I try not to engage in the rumor mill. It is the most unreliable source of communication that tends to get twisted in the deliver. So, maybe you hear so and so had surgery – a little tuck -and then by the time the story makes it rounds, she now has had a face lift, nose job, and looks like Phyllis Diller. And while rumors are never good to spread, I can’t help but share the juicy gossip that I heard today.

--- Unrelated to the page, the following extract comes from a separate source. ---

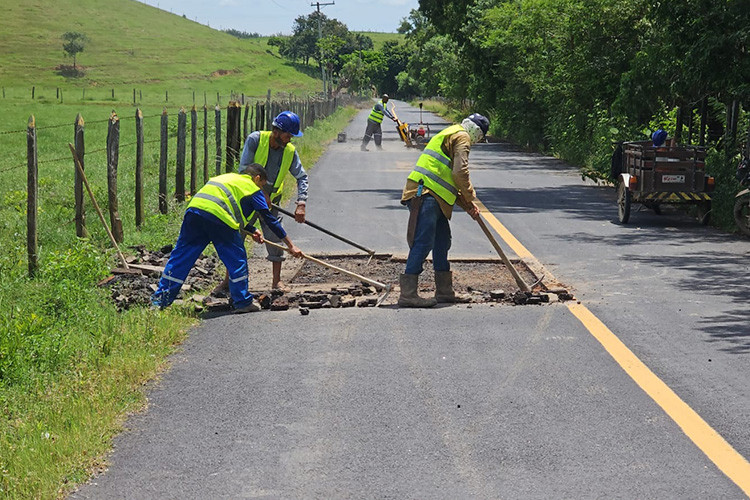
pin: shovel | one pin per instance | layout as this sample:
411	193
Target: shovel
386	289
328	232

As I looked out my window on this spring day, I was pleased to see my Serviceberry tree starting to bloom. Grateful, I smiled and then paused because a surge of snow flurries started to descend to the ground. That is when I knew that the rumor I heard has some validity. You see, Old Man Winter and Mother Nature had a bit of a falling out or maybe it was a misunderstanding. Something about her being a two-timing slut. Nevertheless, he is royaly pissed at her. According to sources, she was either caught with Jack Frost or maybe it was the Easter Bunny. Anyway, Mother Nature has been on a bender. There have been many interventions, but it seems as if she has gone so far over the edge even Father Time can’t reach the darkness that she has entered. Old Man Winter is seeking revenge. Unfortunately, many innocent people are suffering in the wake of his anger. There are confused trees and flowers. I personally don’t no whether to wear flip flops or snow boots.
There has been a missing season’s report put out for spring. Rumor has it that Old Man Winter is holding spring hostage until Mother Nature stops drinking and cheating on him. Let’s pray that this can be fixed. Let’s send lots of good vibes to Old Man Winter for he is hurting and maybe Mother Nature can sober up. In the meantime, I am wearing my flip flops inside my snow boots.